|
I'll agree that the drug war is out of control and as a "cure" it's worse than the disease. But people are not being locked up just because they are black, or poor. They are committing crimes, and pleading or being found guilty. The problem I have with pieces like the original article are that they are making it sound like we are engaging in a Gestapo-like rounding up of large numbers of minorities for no reason and throwing them in jail. By blaming the war on drugs we are also completely ignoring the other elephant in the room, and that is the massive breakdown in family structure that has occurred amongst the impoverished. This is particularly the case for African-Americans but I don't claim that it's a racial thing, directly. It's part of the cycle of poverty. In DC, which is a large focus of the original piece, over half of babies are born out of wedlock.
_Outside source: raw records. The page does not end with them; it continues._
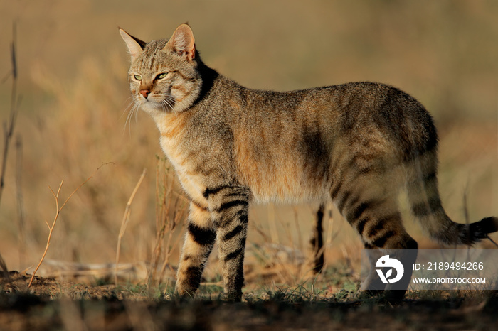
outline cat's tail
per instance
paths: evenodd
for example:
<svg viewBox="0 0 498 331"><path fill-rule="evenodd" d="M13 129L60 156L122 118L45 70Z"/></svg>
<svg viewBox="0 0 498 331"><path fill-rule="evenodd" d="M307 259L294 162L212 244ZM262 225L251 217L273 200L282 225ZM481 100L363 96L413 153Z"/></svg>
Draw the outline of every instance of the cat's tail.
<svg viewBox="0 0 498 331"><path fill-rule="evenodd" d="M471 245L498 231L498 217L470 224L451 220L441 205L438 190L435 151L417 158L409 166L407 191L411 212L431 238L447 244Z"/></svg>

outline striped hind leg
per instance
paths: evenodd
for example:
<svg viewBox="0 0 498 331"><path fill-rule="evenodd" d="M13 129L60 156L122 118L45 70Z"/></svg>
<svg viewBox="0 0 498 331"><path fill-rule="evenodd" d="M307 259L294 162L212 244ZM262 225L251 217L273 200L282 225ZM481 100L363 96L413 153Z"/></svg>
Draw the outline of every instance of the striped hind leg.
<svg viewBox="0 0 498 331"><path fill-rule="evenodd" d="M184 298L193 297L198 288L202 271L216 239L207 209L191 202L187 224L175 288L175 292Z"/></svg>
<svg viewBox="0 0 498 331"><path fill-rule="evenodd" d="M240 301L249 191L243 188L221 186L206 190L204 196L208 199L216 229L225 296L231 301Z"/></svg>
<svg viewBox="0 0 498 331"><path fill-rule="evenodd" d="M365 248L372 250L369 252L370 273L361 285L361 290L371 293L385 290L386 298L400 300L409 285L411 264L416 259L413 251L403 250L416 252L417 242L403 226L396 194L388 189L384 190L382 186L379 186L380 190L378 187L374 190L361 190L360 185L348 187L356 190L337 192L338 209L361 236ZM377 261L385 255L401 261L405 266L410 266L410 268L405 268L403 277L396 284L383 283L376 271Z"/></svg>
<svg viewBox="0 0 498 331"><path fill-rule="evenodd" d="M324 256L324 241L323 241L323 218L325 206L320 205L317 211L317 219L313 229L313 235L309 240L313 249L312 271L314 273L320 273L324 268L325 258Z"/></svg>

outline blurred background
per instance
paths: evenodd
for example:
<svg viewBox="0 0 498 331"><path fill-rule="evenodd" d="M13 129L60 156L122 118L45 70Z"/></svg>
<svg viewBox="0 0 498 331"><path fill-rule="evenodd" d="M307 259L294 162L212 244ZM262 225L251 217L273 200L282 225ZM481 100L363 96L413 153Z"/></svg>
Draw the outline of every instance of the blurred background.
<svg viewBox="0 0 498 331"><path fill-rule="evenodd" d="M188 21L203 61L248 87L395 85L435 119L450 216L464 222L466 212L472 222L498 215L497 1L0 0L0 120L9 119L14 24L21 97L0 201L0 254L10 269L36 266L41 256L46 220L51 224L56 210L49 186L56 190L64 180L63 202L92 174L62 210L46 259L113 262L144 168L120 261L153 259L159 135L144 113L127 123L129 57L118 26L149 41L169 38ZM180 190L173 190L169 212L183 205L181 198L176 202ZM309 255L316 207L253 207L248 248L277 244ZM357 236L337 211L329 215L326 259L359 256ZM433 245L409 217L406 224L421 248ZM174 265L183 231L179 225L164 239Z"/></svg>

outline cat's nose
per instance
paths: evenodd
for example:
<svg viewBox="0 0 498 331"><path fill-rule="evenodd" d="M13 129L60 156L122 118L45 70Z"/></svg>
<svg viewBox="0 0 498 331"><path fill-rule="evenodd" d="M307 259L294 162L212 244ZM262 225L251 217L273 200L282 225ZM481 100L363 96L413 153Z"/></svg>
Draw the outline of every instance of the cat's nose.
<svg viewBox="0 0 498 331"><path fill-rule="evenodd" d="M150 91L148 89L140 89L140 94L143 95L145 99L147 99L150 94Z"/></svg>

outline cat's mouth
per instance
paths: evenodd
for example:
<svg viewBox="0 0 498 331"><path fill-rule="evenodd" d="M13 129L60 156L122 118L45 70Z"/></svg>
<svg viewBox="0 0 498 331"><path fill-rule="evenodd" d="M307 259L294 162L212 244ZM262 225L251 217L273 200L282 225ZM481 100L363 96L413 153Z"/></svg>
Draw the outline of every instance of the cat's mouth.
<svg viewBox="0 0 498 331"><path fill-rule="evenodd" d="M172 97L152 97L149 96L147 98L140 97L138 100L140 107L146 112L169 112L173 110L175 104L175 100Z"/></svg>

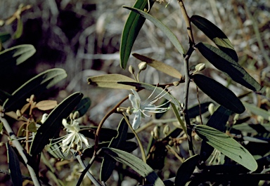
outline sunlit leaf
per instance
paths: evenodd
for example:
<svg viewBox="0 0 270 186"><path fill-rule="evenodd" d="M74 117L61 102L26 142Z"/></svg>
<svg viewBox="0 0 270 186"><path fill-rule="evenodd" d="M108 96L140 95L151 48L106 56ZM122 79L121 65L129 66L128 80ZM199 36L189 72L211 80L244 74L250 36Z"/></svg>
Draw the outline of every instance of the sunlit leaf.
<svg viewBox="0 0 270 186"><path fill-rule="evenodd" d="M24 44L13 46L0 52L0 67L19 65L27 60L36 52L32 45Z"/></svg>
<svg viewBox="0 0 270 186"><path fill-rule="evenodd" d="M5 112L20 109L31 95L36 97L66 77L65 71L58 68L48 69L39 74L15 91L12 96L6 100L3 105Z"/></svg>
<svg viewBox="0 0 270 186"><path fill-rule="evenodd" d="M150 7L148 7L148 1L137 0L133 7L140 10L146 8L150 11L155 1L155 0L150 0ZM127 67L133 44L146 18L134 12L131 12L126 21L122 34L120 46L120 66L123 69L125 69Z"/></svg>
<svg viewBox="0 0 270 186"><path fill-rule="evenodd" d="M190 158L188 158L183 162L177 171L176 176L175 177L175 186L184 186L188 181L191 175L194 171L196 165L198 164L200 156L195 154Z"/></svg>
<svg viewBox="0 0 270 186"><path fill-rule="evenodd" d="M197 15L192 15L191 21L224 53L236 62L238 57L230 40L225 34L216 25L207 19Z"/></svg>
<svg viewBox="0 0 270 186"><path fill-rule="evenodd" d="M36 107L40 110L52 109L57 106L57 101L56 100L43 100L40 101L36 105Z"/></svg>
<svg viewBox="0 0 270 186"><path fill-rule="evenodd" d="M207 126L198 125L194 129L207 144L246 168L256 171L257 164L252 155L233 138Z"/></svg>
<svg viewBox="0 0 270 186"><path fill-rule="evenodd" d="M134 89L134 87L128 85L119 84L121 81L136 82L136 81L130 77L112 74L105 74L88 78L88 84L99 87L112 88L122 88L122 89Z"/></svg>
<svg viewBox="0 0 270 186"><path fill-rule="evenodd" d="M75 93L63 100L49 114L45 122L39 128L31 145L30 154L40 153L50 139L59 132L62 120L67 118L82 98L82 93Z"/></svg>
<svg viewBox="0 0 270 186"><path fill-rule="evenodd" d="M219 130L219 131L225 132L225 125L229 120L231 112L230 110L226 109L222 106L219 106L211 116L206 125ZM200 160L206 161L210 157L213 150L214 148L209 145L205 140L203 140L200 152Z"/></svg>
<svg viewBox="0 0 270 186"><path fill-rule="evenodd" d="M261 89L261 86L254 78L233 58L219 48L203 43L199 43L195 47L216 68L224 72L236 82L254 91Z"/></svg>
<svg viewBox="0 0 270 186"><path fill-rule="evenodd" d="M215 80L201 74L192 76L196 85L213 100L236 113L241 114L245 107L236 95Z"/></svg>
<svg viewBox="0 0 270 186"><path fill-rule="evenodd" d="M19 159L8 142L6 143L6 149L8 151L8 169L13 185L22 185L22 176Z"/></svg>
<svg viewBox="0 0 270 186"><path fill-rule="evenodd" d="M141 61L146 62L147 65L149 66L151 66L152 67L155 68L166 74L177 79L182 78L182 74L177 69L161 61L158 61L138 53L132 53L132 55Z"/></svg>
<svg viewBox="0 0 270 186"><path fill-rule="evenodd" d="M152 22L156 27L158 27L159 29L161 29L161 31L163 32L164 34L168 37L169 41L172 43L172 44L175 46L175 48L177 49L177 51L181 54L184 54L185 51L184 50L183 46L181 45L179 41L178 40L177 37L174 35L174 33L167 27L165 26L162 22L161 22L160 20L157 20L152 15L150 15L149 13L147 13L141 10L139 10L138 8L130 8L124 6L124 8L127 8L129 10L131 10L136 13L139 13L143 18L148 19L150 22Z"/></svg>
<svg viewBox="0 0 270 186"><path fill-rule="evenodd" d="M259 108L258 107L256 107L254 105L248 103L246 102L243 102L243 104L245 105L245 107L250 110L252 114L261 116L264 119L269 121L270 120L270 112L266 111L265 109Z"/></svg>
<svg viewBox="0 0 270 186"><path fill-rule="evenodd" d="M102 151L112 157L116 161L129 166L139 175L146 178L147 181L155 186L164 186L163 182L155 171L141 159L124 151L114 148L102 148Z"/></svg>

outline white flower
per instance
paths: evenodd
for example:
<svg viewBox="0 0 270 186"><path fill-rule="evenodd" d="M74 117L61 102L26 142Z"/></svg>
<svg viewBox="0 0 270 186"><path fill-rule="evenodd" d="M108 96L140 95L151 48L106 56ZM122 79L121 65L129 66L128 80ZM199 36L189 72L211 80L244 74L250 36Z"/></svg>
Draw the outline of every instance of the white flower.
<svg viewBox="0 0 270 186"><path fill-rule="evenodd" d="M53 144L61 142L62 145L60 145L60 147L65 154L67 155L70 151L70 149L75 149L77 152L82 150L84 143L86 147L90 147L87 138L83 134L79 133L81 130L79 123L76 119L72 121L71 124L68 124L67 120L63 119L62 124L68 133L63 137L56 139L58 140L58 141Z"/></svg>
<svg viewBox="0 0 270 186"><path fill-rule="evenodd" d="M139 128L141 121L141 117L150 117L150 115L147 115L145 112L152 112L152 113L161 113L165 112L169 109L169 107L162 107L163 105L166 105L167 102L165 102L161 105L155 106L154 105L159 99L162 98L167 92L160 95L163 91L162 91L160 94L155 96L153 99L149 100L150 97L154 93L155 89L153 91L153 93L149 95L149 97L144 102L141 101L140 96L138 93L134 90L131 89L133 94L129 94L129 99L131 102L132 108L131 112L135 114L135 117L133 119L132 122L132 128L136 130Z"/></svg>

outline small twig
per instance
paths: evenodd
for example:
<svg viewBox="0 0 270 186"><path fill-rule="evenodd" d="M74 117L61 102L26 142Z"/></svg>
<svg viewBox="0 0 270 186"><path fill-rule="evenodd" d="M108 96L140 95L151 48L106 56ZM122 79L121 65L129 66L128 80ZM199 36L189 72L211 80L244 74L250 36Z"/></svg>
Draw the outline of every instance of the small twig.
<svg viewBox="0 0 270 186"><path fill-rule="evenodd" d="M74 152L73 152L73 153L74 153ZM78 160L81 166L84 168L84 170L86 170L86 166L84 165L84 162L82 161L82 160L81 159L81 156L79 154L78 154L76 156L76 158ZM91 165L91 164L89 164ZM101 186L101 185L96 180L96 178L93 176L93 175L91 174L91 173L88 170L89 170L89 168L87 168L86 173L88 178L90 179L90 180L92 182L92 183L95 185Z"/></svg>
<svg viewBox="0 0 270 186"><path fill-rule="evenodd" d="M113 113L117 112L117 109L120 106L123 102L124 102L126 100L129 98L129 96L127 96L124 99L122 99L121 101L120 101L112 109L110 109L101 119L101 122L98 124L98 128L96 129L96 132L95 133L95 150L94 152L94 156L96 154L98 147L98 138L99 138L99 133L101 133L101 130L102 128L102 126L103 125L105 121Z"/></svg>
<svg viewBox="0 0 270 186"><path fill-rule="evenodd" d="M144 163L146 163L146 152L144 152L144 149L143 149L143 145L141 144L141 140L139 138L139 136L138 136L137 133L136 133L136 131L134 131L134 129L133 129L133 128L132 128L131 125L130 124L129 121L127 119L127 116L124 114L124 112L122 113L122 114L123 114L124 119L126 120L127 125L129 126L129 128L132 131L132 132L135 135L135 137L138 141L139 146L140 147L140 150L141 150L141 159L143 159Z"/></svg>
<svg viewBox="0 0 270 186"><path fill-rule="evenodd" d="M185 6L184 6L184 3L182 0L179 0L179 4L181 8L181 11L182 13L182 15L184 16L184 19L186 22L186 29L188 31L188 39L189 39L189 44L191 47L194 45L194 38L193 38L193 34L192 34L192 29L191 29L191 20L189 19L189 17L188 15L188 13L186 13Z"/></svg>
For African Americans it's close to 70%. With no parents working, and fathers typically absent, children do not learn the behaviors and responsibilities that are required to be a productive and self-supporting member of society. They then perpetuate this in subsequent generations. Our "war on poverty" has, like the war on drugs, been a failure. The poverty rate in 1965 was about 15%, same as today, with trillions of dollars spent. The war on drugs funds a massive effort to catch and punish drug dealers and users. So of course that happens. The war on poverty rewards disfunctional, irresponsible, and self-destructive life choices. You get what you pay for. |
Most friends of mine regularly do drugs. Even the self made multi millionaires. None of them have been to jail. They aren't subject to the random ass searches like the poor are.
If things were different - if the millionaires were treated with the same suspect, you bet your ass these laws would change.
But they aren't. So the laws stay the same. And that's a problem.